RyanEdwardHall / anagrambler

Finds all anagrams and sub-anagrams in a string
MIT License
4 stars 1 forks source link

Replace strings with byte slices everywhere #16

Closed mcgid closed 8 years ago

mcgid commented 8 years ago

NOTE: Also, stop lowercasing dictionary data. See below.

Before, we were converting the dictionary from []byte to string and then sorting and splitting it. Many allocs, splits, joins.

Now we keep everything as []byte. Since we've moved from strings to []bytes, we can't just range over the strings to step through the UTF-8 code points. Now we step through the slices by decoding the runes one at a time using utf8.DecodeRune().

It still makes sense for the external API for Add() to accept just a string arg, so meat of that function has been moved to an internal add().

add() doesn't create the sorted word itself, to allow Open() the ability to take potentially more efficient steps to allocating, copying and sorting the dictionary data all at once.

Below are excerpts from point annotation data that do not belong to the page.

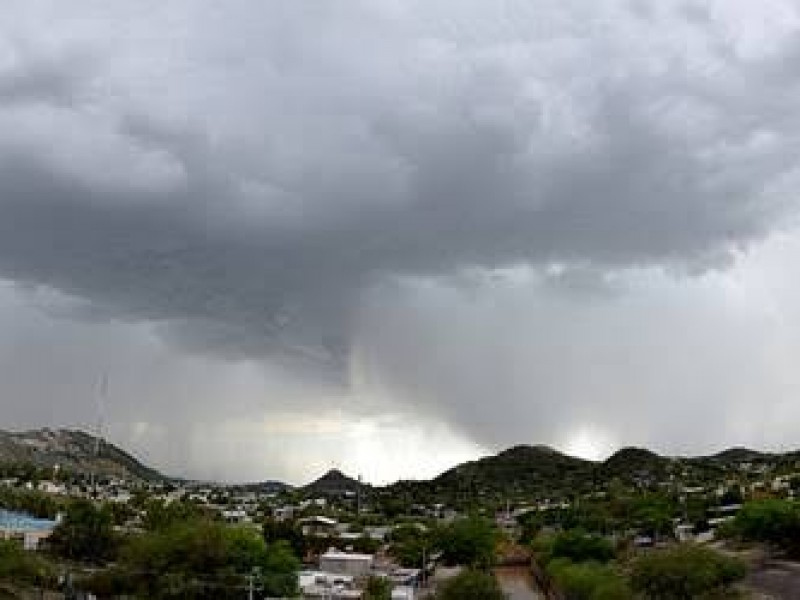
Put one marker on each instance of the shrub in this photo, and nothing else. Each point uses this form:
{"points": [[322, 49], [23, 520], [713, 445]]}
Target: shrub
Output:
{"points": [[684, 572]]}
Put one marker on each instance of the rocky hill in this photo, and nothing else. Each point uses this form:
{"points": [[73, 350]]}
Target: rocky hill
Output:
{"points": [[71, 450], [334, 483]]}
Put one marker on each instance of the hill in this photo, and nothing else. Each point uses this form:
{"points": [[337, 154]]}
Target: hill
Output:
{"points": [[71, 450], [521, 470], [335, 483], [633, 462]]}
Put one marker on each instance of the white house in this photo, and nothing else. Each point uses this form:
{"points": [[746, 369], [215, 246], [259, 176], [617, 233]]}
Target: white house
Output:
{"points": [[345, 563]]}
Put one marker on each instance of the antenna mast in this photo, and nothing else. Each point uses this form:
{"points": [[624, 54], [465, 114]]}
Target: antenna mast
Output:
{"points": [[102, 391]]}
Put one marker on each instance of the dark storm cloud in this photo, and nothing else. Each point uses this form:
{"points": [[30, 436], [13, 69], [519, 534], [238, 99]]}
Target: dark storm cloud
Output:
{"points": [[266, 180], [490, 145]]}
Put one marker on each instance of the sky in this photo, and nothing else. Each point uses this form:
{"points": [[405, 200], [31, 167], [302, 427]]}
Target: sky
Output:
{"points": [[389, 236]]}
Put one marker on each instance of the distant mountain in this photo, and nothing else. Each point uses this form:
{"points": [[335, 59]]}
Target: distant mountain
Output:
{"points": [[521, 469], [628, 462], [335, 483], [71, 450]]}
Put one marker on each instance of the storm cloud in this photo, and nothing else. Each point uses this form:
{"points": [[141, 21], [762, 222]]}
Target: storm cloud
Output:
{"points": [[419, 199]]}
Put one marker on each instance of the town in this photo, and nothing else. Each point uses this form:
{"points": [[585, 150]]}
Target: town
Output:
{"points": [[529, 522]]}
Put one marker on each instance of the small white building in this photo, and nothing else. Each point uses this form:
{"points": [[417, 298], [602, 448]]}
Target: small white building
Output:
{"points": [[344, 563]]}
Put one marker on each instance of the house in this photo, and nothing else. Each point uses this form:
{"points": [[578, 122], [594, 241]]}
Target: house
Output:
{"points": [[343, 563], [318, 526]]}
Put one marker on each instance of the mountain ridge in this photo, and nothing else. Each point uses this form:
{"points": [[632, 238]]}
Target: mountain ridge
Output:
{"points": [[72, 450]]}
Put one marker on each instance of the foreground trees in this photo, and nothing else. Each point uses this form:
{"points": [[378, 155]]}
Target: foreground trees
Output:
{"points": [[85, 533], [685, 572], [200, 559], [775, 522], [471, 585], [18, 566]]}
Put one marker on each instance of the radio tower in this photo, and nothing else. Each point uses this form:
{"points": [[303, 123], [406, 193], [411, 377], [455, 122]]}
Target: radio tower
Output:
{"points": [[102, 391]]}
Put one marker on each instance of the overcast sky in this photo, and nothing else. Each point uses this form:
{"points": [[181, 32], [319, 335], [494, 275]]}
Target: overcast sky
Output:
{"points": [[391, 235]]}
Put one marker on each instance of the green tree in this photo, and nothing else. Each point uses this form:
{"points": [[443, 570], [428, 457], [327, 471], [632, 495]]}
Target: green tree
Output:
{"points": [[685, 572], [579, 546], [378, 588], [469, 542], [287, 531], [588, 580], [471, 585], [775, 522], [85, 533], [207, 559], [20, 567]]}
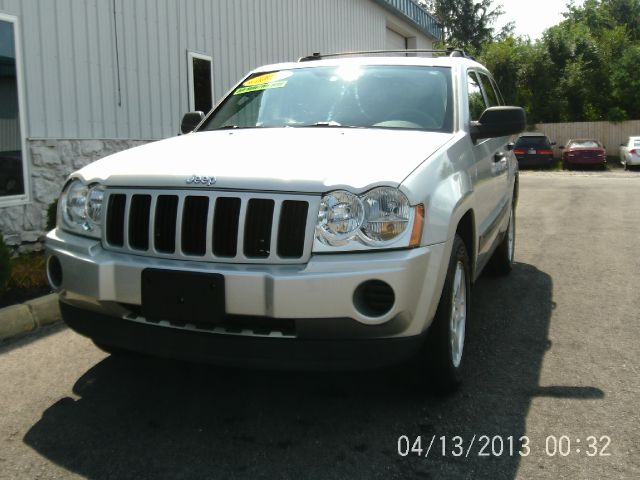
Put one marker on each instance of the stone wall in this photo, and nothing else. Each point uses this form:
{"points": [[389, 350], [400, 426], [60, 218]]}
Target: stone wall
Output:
{"points": [[24, 226]]}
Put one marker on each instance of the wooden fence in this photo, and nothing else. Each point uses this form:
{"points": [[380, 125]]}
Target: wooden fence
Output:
{"points": [[610, 134]]}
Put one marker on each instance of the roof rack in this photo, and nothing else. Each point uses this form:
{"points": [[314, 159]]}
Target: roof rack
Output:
{"points": [[449, 52]]}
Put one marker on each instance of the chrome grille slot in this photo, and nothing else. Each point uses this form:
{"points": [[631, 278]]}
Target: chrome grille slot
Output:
{"points": [[164, 236], [229, 227], [293, 217], [139, 222], [194, 225], [225, 226], [257, 228], [115, 219]]}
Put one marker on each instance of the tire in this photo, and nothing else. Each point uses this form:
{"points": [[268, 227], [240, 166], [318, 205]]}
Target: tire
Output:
{"points": [[441, 359], [501, 262]]}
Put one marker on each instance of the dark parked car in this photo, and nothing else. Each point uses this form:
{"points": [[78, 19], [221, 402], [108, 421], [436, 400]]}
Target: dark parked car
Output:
{"points": [[534, 150], [584, 151]]}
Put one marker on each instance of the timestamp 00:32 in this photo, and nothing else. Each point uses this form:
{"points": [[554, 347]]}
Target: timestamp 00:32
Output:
{"points": [[499, 445]]}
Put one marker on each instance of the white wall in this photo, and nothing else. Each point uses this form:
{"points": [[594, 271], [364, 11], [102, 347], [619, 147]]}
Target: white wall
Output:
{"points": [[69, 50]]}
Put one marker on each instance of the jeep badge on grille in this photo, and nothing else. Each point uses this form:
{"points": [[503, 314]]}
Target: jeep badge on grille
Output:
{"points": [[201, 179]]}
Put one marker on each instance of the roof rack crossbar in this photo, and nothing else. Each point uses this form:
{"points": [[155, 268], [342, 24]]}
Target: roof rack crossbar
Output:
{"points": [[450, 52]]}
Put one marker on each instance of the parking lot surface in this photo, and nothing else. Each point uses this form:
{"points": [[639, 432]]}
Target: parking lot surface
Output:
{"points": [[552, 355]]}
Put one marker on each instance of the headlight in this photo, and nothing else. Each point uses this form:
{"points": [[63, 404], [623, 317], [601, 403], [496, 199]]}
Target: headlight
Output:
{"points": [[81, 208], [340, 216], [387, 214], [381, 217]]}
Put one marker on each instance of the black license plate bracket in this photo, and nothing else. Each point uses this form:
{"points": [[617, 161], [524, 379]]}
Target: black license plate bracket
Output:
{"points": [[185, 297]]}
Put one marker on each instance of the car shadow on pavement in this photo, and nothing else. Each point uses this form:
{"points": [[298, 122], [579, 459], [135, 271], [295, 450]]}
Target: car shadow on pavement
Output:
{"points": [[152, 418]]}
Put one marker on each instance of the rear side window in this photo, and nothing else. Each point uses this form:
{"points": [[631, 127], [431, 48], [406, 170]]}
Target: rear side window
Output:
{"points": [[533, 142], [584, 144], [492, 96], [477, 104]]}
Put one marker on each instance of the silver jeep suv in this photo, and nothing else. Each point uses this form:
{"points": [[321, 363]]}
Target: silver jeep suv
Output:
{"points": [[329, 213]]}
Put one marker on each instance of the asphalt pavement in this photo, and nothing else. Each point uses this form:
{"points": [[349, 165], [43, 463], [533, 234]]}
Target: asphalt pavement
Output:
{"points": [[552, 355]]}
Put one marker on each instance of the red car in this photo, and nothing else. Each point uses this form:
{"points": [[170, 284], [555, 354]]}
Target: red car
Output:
{"points": [[583, 151]]}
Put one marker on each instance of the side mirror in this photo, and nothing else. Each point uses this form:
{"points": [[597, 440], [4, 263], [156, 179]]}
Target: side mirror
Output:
{"points": [[190, 121], [499, 122]]}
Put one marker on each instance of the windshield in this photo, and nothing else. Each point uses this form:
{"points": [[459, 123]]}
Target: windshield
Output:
{"points": [[533, 142], [584, 144], [402, 97]]}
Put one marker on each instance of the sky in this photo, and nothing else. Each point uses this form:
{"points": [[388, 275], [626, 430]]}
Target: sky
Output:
{"points": [[532, 17]]}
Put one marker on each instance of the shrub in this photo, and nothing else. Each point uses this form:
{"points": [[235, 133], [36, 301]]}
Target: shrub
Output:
{"points": [[5, 265], [28, 271]]}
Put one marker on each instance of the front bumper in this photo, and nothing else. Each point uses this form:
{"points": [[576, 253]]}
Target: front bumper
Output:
{"points": [[109, 283], [534, 161], [586, 160], [239, 351]]}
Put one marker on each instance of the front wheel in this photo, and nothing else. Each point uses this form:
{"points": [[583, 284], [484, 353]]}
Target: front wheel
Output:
{"points": [[442, 356]]}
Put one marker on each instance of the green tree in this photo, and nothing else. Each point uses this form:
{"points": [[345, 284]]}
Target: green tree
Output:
{"points": [[467, 24]]}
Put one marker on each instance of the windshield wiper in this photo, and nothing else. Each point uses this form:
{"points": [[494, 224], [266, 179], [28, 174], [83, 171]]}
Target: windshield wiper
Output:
{"points": [[325, 124]]}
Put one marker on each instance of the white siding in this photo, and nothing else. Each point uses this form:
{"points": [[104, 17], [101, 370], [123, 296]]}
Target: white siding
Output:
{"points": [[74, 90]]}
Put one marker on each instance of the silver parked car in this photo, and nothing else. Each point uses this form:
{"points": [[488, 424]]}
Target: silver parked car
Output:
{"points": [[630, 152], [329, 213]]}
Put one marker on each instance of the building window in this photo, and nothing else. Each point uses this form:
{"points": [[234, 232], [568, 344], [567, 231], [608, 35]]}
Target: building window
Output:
{"points": [[200, 82], [12, 171]]}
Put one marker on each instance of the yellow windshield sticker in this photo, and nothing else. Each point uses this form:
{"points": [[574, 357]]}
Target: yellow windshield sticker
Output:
{"points": [[267, 78], [263, 86]]}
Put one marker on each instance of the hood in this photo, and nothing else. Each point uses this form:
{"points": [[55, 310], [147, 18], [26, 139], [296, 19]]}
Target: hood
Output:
{"points": [[284, 159]]}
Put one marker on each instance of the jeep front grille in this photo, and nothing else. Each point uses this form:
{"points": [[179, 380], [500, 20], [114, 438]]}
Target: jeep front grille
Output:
{"points": [[233, 227]]}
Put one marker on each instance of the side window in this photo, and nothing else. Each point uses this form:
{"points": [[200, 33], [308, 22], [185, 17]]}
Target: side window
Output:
{"points": [[477, 104], [492, 96], [498, 92], [200, 82]]}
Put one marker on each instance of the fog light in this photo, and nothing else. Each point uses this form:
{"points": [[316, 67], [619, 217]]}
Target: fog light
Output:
{"points": [[54, 272], [374, 298]]}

The sorting method used is the built-in sort.Sort(), but this is not necessarily the most efficient. Testing elsewhere indicates that an in-place Shell sort with the right parameters could be much faster. This isn't worth exploring now, however, since benchmarking on my machine indicates that of the ~1.2s of Open() time, only about 50ms are spent sorting.

Lowercasing

This also stops lowercasing the dictionary data as we add it. Case folding is a bit of a complicated topic, and Scrabble contains very specific, limited character sets. We shouldn't make assumptions about changing the input data; instead, we should just use data appropriate for our puprpose.

The data currently in the repo in use for testing isn't appropriate. We need to fix that at some point.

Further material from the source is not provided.